Though more settled in his mission, the last decade of Choi’s life saw extreme difficulty. In May 2012 he suffered a cerebral hemorrhage that almost killed him. Several years later, he experienced a heart attack, and more recently has needed a new kidney. All of these have taught him to trust the Lord more: “Each time, God saved me again.” (23)

Choi’s life’s story is useful to consider for those in seafarers’ ministry. His desire to be an “unknown evangelist” (41), with little pay and limited private life apart from seafarers is an example of dedication that might inspire others. There is a lot in his story to think about: what is the link between evangelism and hospitality? Are there any limits on the hospitality we might show?
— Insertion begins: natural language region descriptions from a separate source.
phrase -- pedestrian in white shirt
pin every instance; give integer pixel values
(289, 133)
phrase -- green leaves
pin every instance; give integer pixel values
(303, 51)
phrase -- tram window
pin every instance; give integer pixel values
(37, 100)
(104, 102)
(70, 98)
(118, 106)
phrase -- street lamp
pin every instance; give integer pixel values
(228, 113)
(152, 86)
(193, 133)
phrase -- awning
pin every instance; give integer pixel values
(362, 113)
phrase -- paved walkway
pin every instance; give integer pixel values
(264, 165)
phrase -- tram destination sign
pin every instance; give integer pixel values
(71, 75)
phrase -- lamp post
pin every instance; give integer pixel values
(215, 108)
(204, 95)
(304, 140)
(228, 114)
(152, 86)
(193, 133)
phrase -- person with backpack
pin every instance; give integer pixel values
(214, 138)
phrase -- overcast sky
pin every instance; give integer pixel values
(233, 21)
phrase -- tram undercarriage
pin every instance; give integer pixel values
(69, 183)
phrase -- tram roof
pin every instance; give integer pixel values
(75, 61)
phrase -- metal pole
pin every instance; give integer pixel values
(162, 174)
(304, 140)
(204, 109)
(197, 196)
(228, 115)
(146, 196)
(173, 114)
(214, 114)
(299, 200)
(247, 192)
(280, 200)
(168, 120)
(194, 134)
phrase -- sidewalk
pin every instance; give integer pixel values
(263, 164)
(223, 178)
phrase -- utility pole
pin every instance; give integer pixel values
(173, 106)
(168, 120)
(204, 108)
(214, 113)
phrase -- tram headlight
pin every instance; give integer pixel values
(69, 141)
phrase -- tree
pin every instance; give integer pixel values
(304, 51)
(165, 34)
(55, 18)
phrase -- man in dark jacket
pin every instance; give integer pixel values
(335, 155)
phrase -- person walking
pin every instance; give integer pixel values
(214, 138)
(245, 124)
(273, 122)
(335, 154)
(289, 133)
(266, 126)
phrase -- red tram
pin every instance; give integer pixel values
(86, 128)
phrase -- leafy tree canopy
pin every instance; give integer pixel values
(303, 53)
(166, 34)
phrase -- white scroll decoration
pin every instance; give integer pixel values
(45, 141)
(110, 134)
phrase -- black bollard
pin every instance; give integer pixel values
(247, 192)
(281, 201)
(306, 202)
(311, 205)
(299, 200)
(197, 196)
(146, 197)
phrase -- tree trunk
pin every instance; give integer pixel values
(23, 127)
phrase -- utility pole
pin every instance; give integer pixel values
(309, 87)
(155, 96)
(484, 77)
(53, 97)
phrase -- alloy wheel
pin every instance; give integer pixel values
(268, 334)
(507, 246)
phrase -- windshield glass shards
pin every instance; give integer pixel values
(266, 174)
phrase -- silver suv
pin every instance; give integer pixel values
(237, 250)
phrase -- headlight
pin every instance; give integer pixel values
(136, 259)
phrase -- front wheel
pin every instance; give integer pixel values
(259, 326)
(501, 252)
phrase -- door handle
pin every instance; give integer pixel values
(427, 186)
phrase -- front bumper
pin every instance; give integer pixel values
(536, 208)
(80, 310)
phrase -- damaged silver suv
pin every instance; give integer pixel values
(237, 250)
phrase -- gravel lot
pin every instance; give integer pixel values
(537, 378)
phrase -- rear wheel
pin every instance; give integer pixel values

Choi recalls one story in Tacoma in which he brought a hamburger to a lonely Korean captain when the clock was past midnight. Though he was physically exhausted from an already-long day of ship visiting, he rejoiced that he was given a way by God to serve this seafarer.

Another key lesson is that Choi’s ministry was never alone. His wife became a co-laborer in all his work. Choi’s university fellowship colleagues became his maritime ministry colleagues, and the university fellowship network was a model for maritime ministry. Later in his career, the networks of NAMMA and ICMA would be helpful for the maturing of his work (70). In an implicit way, this book testifies to the denominational and interdenominational associations that help direct local energy for a wider impact.

Overall, I highly recommend this book, but with a significant caveat: it is in Korean, which I cannot read. I read the whole book using Google translate. No doubt, this means that some nuances and more poetic parts were not done justice. So, for those who can read Korean, the book might be even more interesting to catch the beauty and poetry of the language. This book might renew a fire of faith for some, and for others help them understand the vision and mission of their Korean evangelical colleagues.